新型冠状病毒感染的一般症状有:发热、乏力、干咳,逐渐出现呼吸困难,部分患者起病症状轻微,甚至可无明显发热。严重症状有:急性呼吸窘迫综合征、脓毒性休克、难以纠正的代谢性酸中毒、出凝血功能障碍。除上述症状,还有可能具有如下不典型症状:如轻度纳差、乏力、恶心呕吐、腹泻、头痛等。从目前的收治的病例情况看,多数患者预后良好,少数患者病情危重,甚至与其它基础性疾病并发导致死亡。因此及时、准确检测该新型冠状病毒十分重要。

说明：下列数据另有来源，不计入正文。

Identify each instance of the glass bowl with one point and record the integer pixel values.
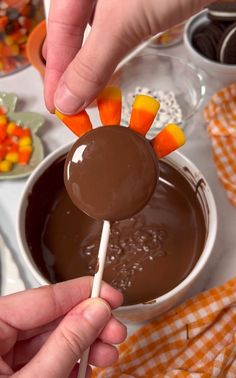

实时荧光RT-PCR是冠状病毒核酸检测常用方法之一,可用于实验室检查、流行病学研究、排除诊断等。该方法灵敏度高、特异性好,可以准确快速提供目标病毒的检测结果。目前,对新型冠状病毒感染的常规检测方法是通过实时荧光RT-PCR鉴定,主要针对新型冠状病毒基因组开放读码框1a/b(ORF1ab)、核壳蛋白基因(N)和小包膜糖蛋白基因(E)。但是,目前已有的基于RT-PCR方法的检测试剂盒存在检测速度慢,特异性及灵敏度不高的问题。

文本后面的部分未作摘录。